Het oeverloze gepraat achteraf doet dat: leugens kunnen weliswaar de
dode niet weer tot leven wekken maar wat zij wél doen, is dit: zij
proberen te ontkennen dat de dode een resultante is van een moord en
derhalve trachten zij om van een persoonlijke veroorzaker van iemands
dood, een onpersoonlijke oorzaak te maken.
Er
zijn een aantal beproefde methoden welke in staat zijn om moord
gemakkelijker te maken door die te verdoezelen. De eerste is de
gedeelde verantwoordelijkheid: niet één dader maar een groep is
verantwoordelijk en dus eigenlijk niemand - een methode die benut
wordt in het executiepeloton met de ene losse flodder tegenover de
tien echte kogels, wat ervoor zorgt dat niemand als dader kan worden
aangewezen in geval bijvoorbeeld later de executie onterecht zou
blijken. Een volgende is het groter maken van de afstand tussen dader
en slachtoffer, zowel in ruimte als in tijd maar ook in taal,
bekendheid en zo meer. Wat lang geleden is, hoeft niet meer zo nodig
te worden onderzocht en wat ver van mijn bed is, raakt mijn koude
kleren niet. Nog een andere methode is demonisering, naast
economische motieven of nog andere in feite niet ter zake doende
redenen die tot doel hebben elkeen zand in de ogen te strooien
terwijl zij een beroep doen op oneigenlijke driften en verlangens.

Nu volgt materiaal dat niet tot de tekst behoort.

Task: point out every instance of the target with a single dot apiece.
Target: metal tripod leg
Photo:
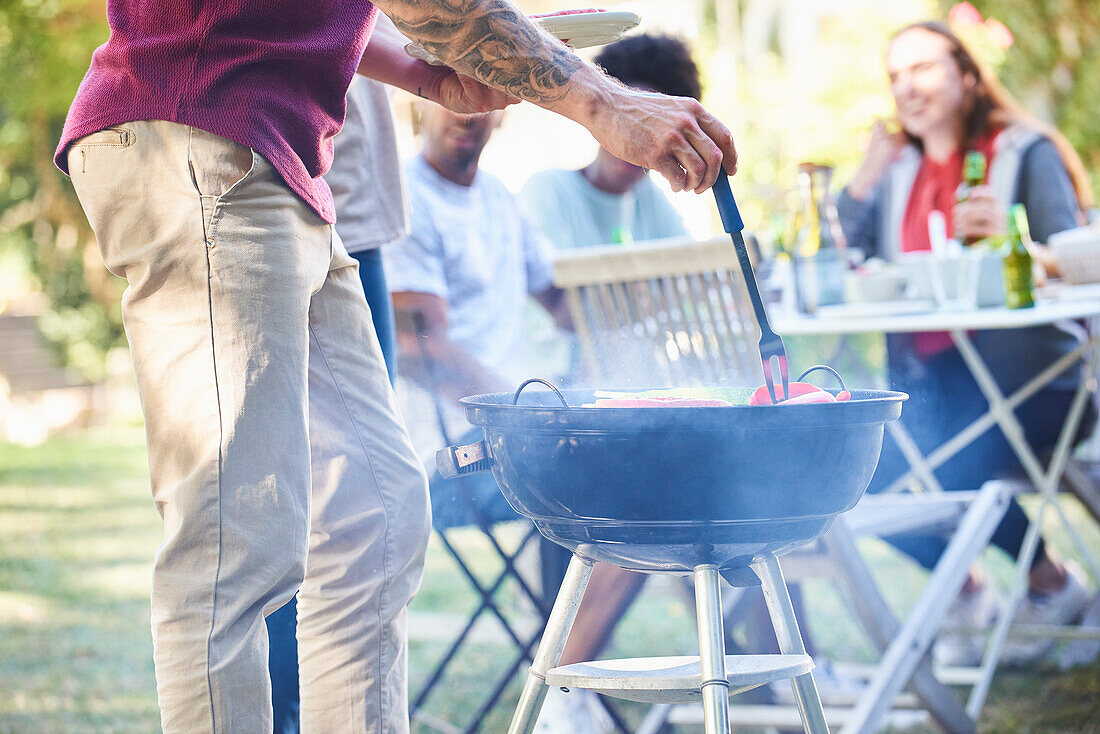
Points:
(551, 646)
(790, 642)
(712, 654)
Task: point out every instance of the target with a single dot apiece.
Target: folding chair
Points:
(675, 314)
(486, 510)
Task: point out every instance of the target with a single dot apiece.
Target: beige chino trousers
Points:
(277, 455)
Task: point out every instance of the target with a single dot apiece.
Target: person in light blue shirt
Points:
(611, 200)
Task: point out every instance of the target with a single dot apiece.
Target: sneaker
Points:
(578, 711)
(977, 610)
(1057, 609)
(834, 687)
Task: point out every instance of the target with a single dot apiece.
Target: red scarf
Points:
(935, 189)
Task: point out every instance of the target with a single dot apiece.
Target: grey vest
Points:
(1003, 177)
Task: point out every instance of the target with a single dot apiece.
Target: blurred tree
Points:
(44, 51)
(1054, 66)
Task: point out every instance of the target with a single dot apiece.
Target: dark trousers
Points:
(282, 624)
(944, 398)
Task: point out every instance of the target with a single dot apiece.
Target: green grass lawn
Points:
(77, 535)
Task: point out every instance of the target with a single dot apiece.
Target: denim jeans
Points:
(283, 657)
(278, 459)
(944, 398)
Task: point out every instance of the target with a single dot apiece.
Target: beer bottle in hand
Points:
(974, 174)
(1019, 288)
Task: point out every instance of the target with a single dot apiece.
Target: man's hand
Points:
(882, 148)
(980, 216)
(464, 95)
(495, 43)
(673, 135)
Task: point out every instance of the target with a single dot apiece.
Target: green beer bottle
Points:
(1019, 288)
(974, 174)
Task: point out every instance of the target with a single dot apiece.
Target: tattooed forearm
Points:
(490, 41)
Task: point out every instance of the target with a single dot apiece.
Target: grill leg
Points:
(712, 654)
(790, 642)
(551, 645)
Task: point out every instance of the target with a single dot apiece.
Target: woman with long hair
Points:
(947, 105)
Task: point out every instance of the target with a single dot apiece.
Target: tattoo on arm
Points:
(490, 41)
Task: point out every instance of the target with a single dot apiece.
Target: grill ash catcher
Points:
(712, 492)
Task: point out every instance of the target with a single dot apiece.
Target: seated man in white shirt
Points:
(464, 273)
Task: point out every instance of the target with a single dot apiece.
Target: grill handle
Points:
(461, 460)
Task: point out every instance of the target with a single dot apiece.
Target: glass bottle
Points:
(1019, 286)
(974, 174)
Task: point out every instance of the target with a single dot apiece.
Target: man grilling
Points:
(278, 459)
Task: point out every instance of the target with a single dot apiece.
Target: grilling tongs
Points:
(772, 352)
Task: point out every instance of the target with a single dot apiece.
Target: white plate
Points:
(876, 308)
(576, 31)
(1064, 291)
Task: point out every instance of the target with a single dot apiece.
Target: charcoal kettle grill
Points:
(715, 492)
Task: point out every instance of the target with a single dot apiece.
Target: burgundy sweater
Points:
(267, 74)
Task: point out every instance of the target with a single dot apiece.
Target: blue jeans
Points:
(283, 656)
(944, 398)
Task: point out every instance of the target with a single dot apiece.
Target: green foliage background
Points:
(1054, 66)
(782, 117)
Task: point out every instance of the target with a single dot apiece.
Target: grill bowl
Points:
(668, 489)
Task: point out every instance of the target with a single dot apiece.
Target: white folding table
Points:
(674, 313)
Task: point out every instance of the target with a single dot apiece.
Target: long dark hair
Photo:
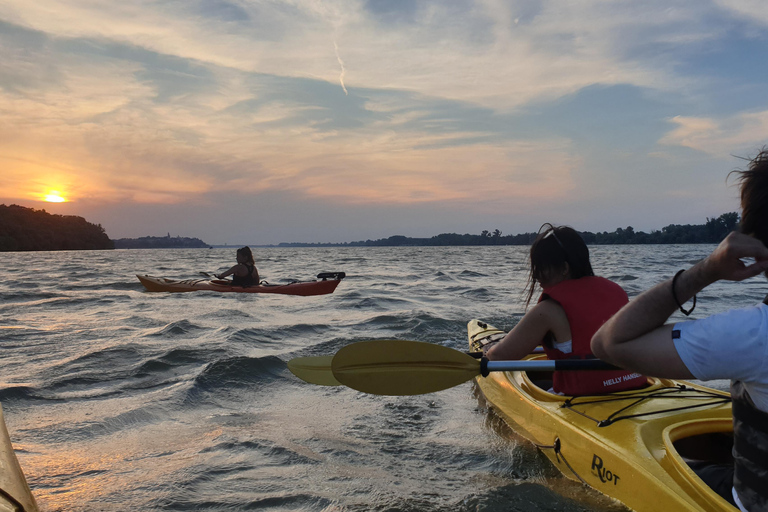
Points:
(754, 197)
(553, 248)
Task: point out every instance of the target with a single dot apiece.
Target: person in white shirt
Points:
(732, 345)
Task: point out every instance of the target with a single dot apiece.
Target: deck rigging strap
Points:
(557, 447)
(667, 392)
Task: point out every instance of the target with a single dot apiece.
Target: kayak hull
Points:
(635, 460)
(303, 288)
(14, 491)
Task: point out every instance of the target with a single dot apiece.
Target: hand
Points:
(726, 261)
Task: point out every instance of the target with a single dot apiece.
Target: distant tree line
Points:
(160, 242)
(27, 229)
(712, 232)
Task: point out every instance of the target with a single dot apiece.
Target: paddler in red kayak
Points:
(245, 272)
(731, 345)
(573, 304)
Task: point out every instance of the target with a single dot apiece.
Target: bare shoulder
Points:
(550, 309)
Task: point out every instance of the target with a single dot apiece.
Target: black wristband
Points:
(674, 296)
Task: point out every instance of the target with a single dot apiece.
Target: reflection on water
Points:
(118, 399)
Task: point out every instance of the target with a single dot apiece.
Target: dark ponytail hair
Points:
(246, 251)
(552, 250)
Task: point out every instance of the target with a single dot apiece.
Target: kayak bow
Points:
(633, 446)
(326, 283)
(14, 491)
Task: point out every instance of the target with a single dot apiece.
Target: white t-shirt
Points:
(731, 345)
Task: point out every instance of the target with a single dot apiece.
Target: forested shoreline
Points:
(711, 232)
(27, 229)
(160, 242)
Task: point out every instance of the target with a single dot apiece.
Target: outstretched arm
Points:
(636, 338)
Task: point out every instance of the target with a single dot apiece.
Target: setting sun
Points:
(54, 197)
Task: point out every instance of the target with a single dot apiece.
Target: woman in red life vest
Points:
(574, 303)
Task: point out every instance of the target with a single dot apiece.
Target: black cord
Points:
(677, 301)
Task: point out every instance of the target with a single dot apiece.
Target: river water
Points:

Moord op criminelen of wie (ingevolge demonisering) daarvoor
doorgaan, is niet erg omdat (al dan niet vermeende) misdadigers
zogezegd geen groot verlies kunnen vormen en hetzelfde geldt voor
ouderen, ongeborenen en zieken; in die gevallen brengt de moordenaar
geen kwaad in de wereld - integendeel, zo wordt dan geoordeeld. De
nazi's vernietigden massa's mensen over wie zij oordeelden dat zij
teveel geld kostten aan de maatschappij.
De
bestaansreden van de media, de zogenaamde 'vierde macht', is de
waarheid aan het licht te brengen en derhalve de leugen te
bestrijden, wat uiteindelijk de bescherming van het leven ten goede
komt. Journalisten roepen verantwoordelijken ter verantwoording in
het openbaar en stichten zodoende een rechtspraak die wordt
bijgewoond door een publiek waarvan principieel iedereen deel
uitmaakt en dat in feite als rechter zal functioneren, bij uitstek
ter gelegenheid van verkiezingen. Maar waar journalisten dulden dat
de vragen die zij tot de verantwoordelijken richten, beantwoord
worden met een gepraat dat klinkt zoals een antwoord omdat het geluid
voortbrengt, terwijl het eigenlijk elk mogelijk antwoord verbergt op
zo'n manier dat de toehoorder het niet eens merkt, doen zij hun werk
niet naar behoren.
Uiteraard
verraden zich de leugenaars maar zij doen dat slechts voor de meest
verstandigen onder de toehoorders terwijl het groot publiek vooral de
tijd en de energie mist om daar lang genoeg bij stil te staan: het is
niet de taak van jan met de pet maar die van de journalist om ook
duidelijk te maken dat het om leugens gaat waar ondervraagden de
media misbruiken om mensen zand in de ogen te strooien. Temeer daar
het zoals gezegd inderdaad gaat om zaken van leven en dood.
Plato
leefde 2400 jaar geleden en heel terecht keert de hedendaagse
filosoof Michel Foucault inzake de moeilijke waarheidskwestie terug
naar de Socratische dialogen want er is kennelijk niets nieuws onder
de zon.
(Wordt
vervolgd)
(J.B., 2
september 2020)
01-09-2020
Het tijdperk van de leugens - Aflevering 4: Waarheid en moed
Het
tijdperk van de leugens
Aflevering
4: Waarheid en moed
De
parrhêsia of het vrijmoedige spreken heeft te maken met de
alêtheia (het ont-dekken van de waarheid in de filosofie)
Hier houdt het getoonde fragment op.